Kelle Groom & the Discovery of Compassion
In a early chapter of her memoir, I Wore the Ocean in the Shape of a Girl, Kelle Groom describes herself as a “ghost mother.” She’d surrendered her son to her aunt and uncle shortly after his birth, knowing that her alcoholism had already gotten to the point where she was unable to provide the care he needed. When he died of leukemia just a few years later, her own life began to deteriorate as well. As the memoir reveals, getting sober was only part of the answer… and when, years later, Groom started to write about what happened, she found that the journals she’d written back then were little help: “Reading about myself,” as she writes in this guest essay, “was like watching someone drown.” It was only by starting over, and looking at her younger self from a completely fresh perspective, that she was able to find the story she sought—but also something more.
When I think about the driving forces behind the writing of my memoir, I remember the first pieces I wrote—journal entries that began in 1979 and ran through the mid 1990s. I always wrote at night, when things quieted. When I wrote—though no one ever read my journals—I always felt heard. I became myself in a way I couldn’t in my daily life. At times, not writing was almost a kind of suffocation.
When I was 20 years old, I began trying to write poems about some of the material in my memoir. Everything was so hidden in these poems. At 22, newly sober, I wrote both poems and stories that drew on the life I was living. By then, I was desperate for clarity, to be able to see what had happened. In my late twenties and early thirties, I wrote mostly poetry, and in those poems from my first collection, Underwater City, I began trying to find my son who had died in 1982. In these elegiac poems, and those in my second collection, Luckily, I also looked at the drinking that had so undermined me and the related violence—trying to see the girl I’d been and what happened to her.
In 2002, I had the idea of digging out those early journals and typing them up. I thought that they might reveal something and combined into a narrative, make a coherent whole. Instead, it was the opposite. While they were full of detail, the journals swamped me. There was simply no possibility for hope in them. Everything reduced to anecdote. Reading about myself was like watching someone drown. A fellow poet, Michael Burkard, who read that early “draft” suggested that I’d have to write it from the beginning. So, in 2006, I started over.
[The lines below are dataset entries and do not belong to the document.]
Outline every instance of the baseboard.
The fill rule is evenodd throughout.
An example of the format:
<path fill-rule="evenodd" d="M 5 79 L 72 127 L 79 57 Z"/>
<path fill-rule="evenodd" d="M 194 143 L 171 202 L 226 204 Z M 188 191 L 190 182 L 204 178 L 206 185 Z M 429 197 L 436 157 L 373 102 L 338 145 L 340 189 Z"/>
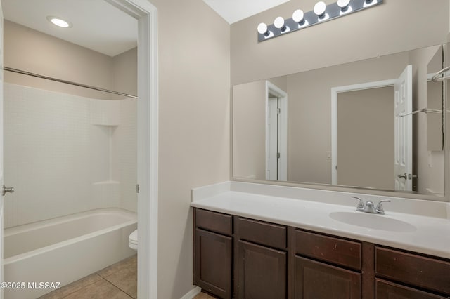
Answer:
<path fill-rule="evenodd" d="M 194 297 L 198 295 L 201 291 L 202 291 L 202 288 L 200 288 L 200 286 L 195 286 L 194 288 L 193 288 L 192 290 L 186 293 L 186 295 L 184 295 L 180 299 L 193 299 Z"/>

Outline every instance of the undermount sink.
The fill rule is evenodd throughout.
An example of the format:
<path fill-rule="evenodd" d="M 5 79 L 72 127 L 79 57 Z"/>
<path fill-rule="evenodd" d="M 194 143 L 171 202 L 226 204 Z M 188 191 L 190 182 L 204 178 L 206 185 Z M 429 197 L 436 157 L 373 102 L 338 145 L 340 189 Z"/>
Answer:
<path fill-rule="evenodd" d="M 404 221 L 368 213 L 333 212 L 330 213 L 330 218 L 341 222 L 373 230 L 405 232 L 416 230 L 415 226 Z"/>

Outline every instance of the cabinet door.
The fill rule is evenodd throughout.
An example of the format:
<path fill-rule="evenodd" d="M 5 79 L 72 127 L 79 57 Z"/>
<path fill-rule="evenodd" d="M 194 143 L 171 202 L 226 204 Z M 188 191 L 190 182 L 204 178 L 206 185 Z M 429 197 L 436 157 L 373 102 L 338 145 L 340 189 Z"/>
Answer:
<path fill-rule="evenodd" d="M 376 280 L 376 299 L 444 299 L 431 294 L 382 279 Z"/>
<path fill-rule="evenodd" d="M 295 257 L 295 299 L 361 298 L 361 274 Z"/>
<path fill-rule="evenodd" d="M 238 298 L 285 299 L 286 253 L 241 240 L 238 248 Z"/>
<path fill-rule="evenodd" d="M 195 230 L 195 284 L 221 298 L 231 298 L 232 237 Z"/>

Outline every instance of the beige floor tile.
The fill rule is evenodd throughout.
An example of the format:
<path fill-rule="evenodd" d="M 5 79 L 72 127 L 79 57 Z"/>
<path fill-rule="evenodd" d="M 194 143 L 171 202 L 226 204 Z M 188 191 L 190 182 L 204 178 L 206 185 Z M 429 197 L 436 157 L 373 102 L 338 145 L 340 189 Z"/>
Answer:
<path fill-rule="evenodd" d="M 130 299 L 131 297 L 102 279 L 86 288 L 71 293 L 65 299 Z"/>
<path fill-rule="evenodd" d="M 136 298 L 138 295 L 137 277 L 136 267 L 129 265 L 104 277 L 104 279 L 132 298 Z"/>
<path fill-rule="evenodd" d="M 200 293 L 194 297 L 193 299 L 216 299 L 215 297 L 212 297 L 205 293 Z"/>
<path fill-rule="evenodd" d="M 102 279 L 100 275 L 94 273 L 93 274 L 83 277 L 76 281 L 63 286 L 61 288 L 55 290 L 51 293 L 39 297 L 39 299 L 58 299 L 64 298 L 72 293 L 81 290 L 82 288 L 94 284 Z"/>
<path fill-rule="evenodd" d="M 115 264 L 102 269 L 98 271 L 97 274 L 104 278 L 122 269 L 134 269 L 134 270 L 136 271 L 137 267 L 138 255 L 134 255 L 125 260 L 121 260 L 119 263 L 116 263 Z"/>

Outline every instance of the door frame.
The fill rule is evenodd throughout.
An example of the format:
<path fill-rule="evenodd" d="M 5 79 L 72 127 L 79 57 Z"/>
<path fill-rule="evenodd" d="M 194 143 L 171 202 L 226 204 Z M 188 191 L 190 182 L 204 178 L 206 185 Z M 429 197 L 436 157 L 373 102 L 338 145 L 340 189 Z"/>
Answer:
<path fill-rule="evenodd" d="M 138 20 L 138 298 L 158 298 L 158 9 L 148 0 L 105 0 Z"/>
<path fill-rule="evenodd" d="M 397 79 L 331 88 L 331 185 L 338 185 L 338 95 L 340 93 L 393 86 Z"/>
<path fill-rule="evenodd" d="M 281 113 L 278 114 L 278 152 L 280 159 L 278 161 L 278 180 L 288 180 L 288 93 L 273 83 L 266 80 L 266 176 L 269 168 L 269 131 L 267 128 L 269 119 L 269 93 L 278 98 L 278 105 Z"/>

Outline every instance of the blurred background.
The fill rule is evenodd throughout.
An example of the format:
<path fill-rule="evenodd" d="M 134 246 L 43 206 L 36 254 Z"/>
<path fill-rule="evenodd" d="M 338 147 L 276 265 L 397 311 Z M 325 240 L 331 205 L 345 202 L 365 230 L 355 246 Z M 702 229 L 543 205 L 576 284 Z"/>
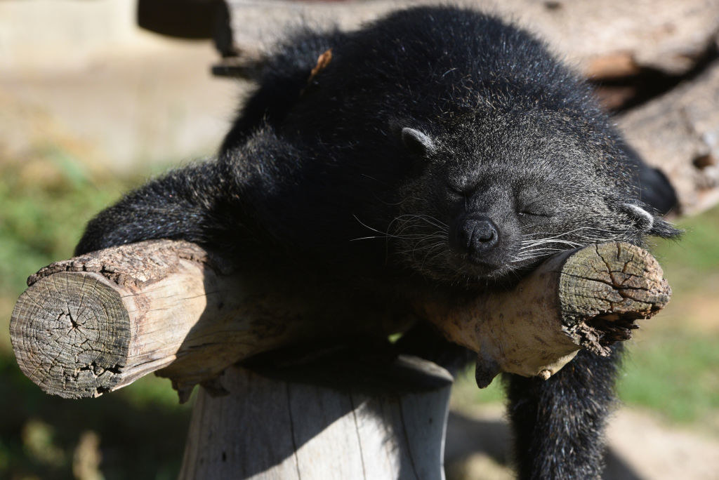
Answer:
<path fill-rule="evenodd" d="M 199 9 L 196 19 L 209 19 L 194 29 L 183 27 L 181 9 L 172 22 L 156 21 L 150 3 L 146 27 L 195 40 L 141 29 L 137 4 L 127 0 L 0 0 L 0 478 L 171 479 L 179 470 L 192 400 L 179 405 L 169 381 L 143 378 L 93 400 L 51 397 L 20 373 L 8 334 L 27 277 L 71 257 L 93 214 L 152 175 L 214 154 L 251 85 L 232 75 L 244 75 L 244 57 L 255 58 L 278 34 L 273 11 L 298 14 L 283 1 L 228 2 L 247 4 L 247 19 L 262 19 L 239 29 L 243 37 L 237 15 L 228 18 L 222 5 L 221 14 L 213 9 L 223 2 L 179 2 Z M 333 11 L 334 3 L 318 8 L 352 24 L 393 4 L 357 3 L 360 13 Z M 550 14 L 564 8 L 530 3 Z M 275 10 L 263 9 L 272 4 Z M 574 63 L 620 124 L 636 124 L 636 115 L 658 108 L 654 103 L 709 81 L 717 70 L 716 25 L 704 43 L 696 41 L 703 46 L 683 69 L 638 60 L 626 67 L 620 57 L 613 68 L 624 70 L 599 75 Z M 562 50 L 561 44 L 554 45 Z M 701 98 L 719 111 L 713 85 Z M 707 152 L 690 158 L 710 179 L 718 125 L 705 128 L 715 132 Z M 639 145 L 647 137 L 641 129 L 628 133 Z M 686 200 L 694 214 L 677 220 L 683 239 L 653 249 L 674 297 L 629 342 L 606 478 L 719 478 L 719 208 L 707 208 L 715 186 L 705 185 L 699 200 Z M 471 374 L 457 382 L 448 478 L 512 478 L 503 398 L 498 381 L 481 391 Z"/>

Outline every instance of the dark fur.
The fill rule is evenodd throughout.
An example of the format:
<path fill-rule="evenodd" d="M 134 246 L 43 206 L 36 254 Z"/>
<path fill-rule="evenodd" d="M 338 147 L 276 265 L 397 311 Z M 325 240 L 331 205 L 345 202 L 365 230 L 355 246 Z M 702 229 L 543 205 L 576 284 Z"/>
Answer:
<path fill-rule="evenodd" d="M 347 289 L 462 295 L 562 249 L 674 236 L 654 214 L 674 202 L 543 44 L 491 17 L 418 8 L 291 37 L 219 160 L 130 193 L 76 252 L 186 239 L 278 281 L 290 264 Z M 618 356 L 580 352 L 546 382 L 508 376 L 522 478 L 599 475 Z"/>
It was only in writing this story from the beginning, and seeing my younger self as a character, that I could access the clarity and compassion that I needed. I felt that by writing about my son, I could find him in whatever way was open to me. That is the force that drives my book. I Wore the Ocean in the Shape of a Girl is a lyrical memoir. I wanted the spaciousness of prose, but as Nathalie Sarraute said, “Poetry is what makes the invisible appear.” Through writing, I hoped to find a way into action in my own life, to take me to my son, and to find the lost girl I’d been.
There is the question of guilt that runs through the book. Who to blame for my son’s death. In the darkness of my early twenties, I’d felt unsalvagable. Ruined. I’d had the impulse to be torn into nothingness. To be punished for letting my son die. There is a chapter that takes place in a homeless shelter where I worked for three years. It’s a time and place where I feel nearly invisible, except to the children who live there, who reached out to me daily. It’s a joy to see them again in these pages.
Visual art is a source of beauty in the book, in paintings and in a statue of Guanyin, the Bodhisattva of Compassion, from AD 580 China, who has been standing in the Museum of Fine Arts, Boston since 1912. When I find her, I don’t yet know that she’s a mother too, a kind of Mary. I don’t know that’s she’s not going anywhere until no one is suffering. But I could feel her kindness. I can feel it from here. I don’t think I’d have found her without this book. The writing brought me to my son, and to her—this forgiving mother.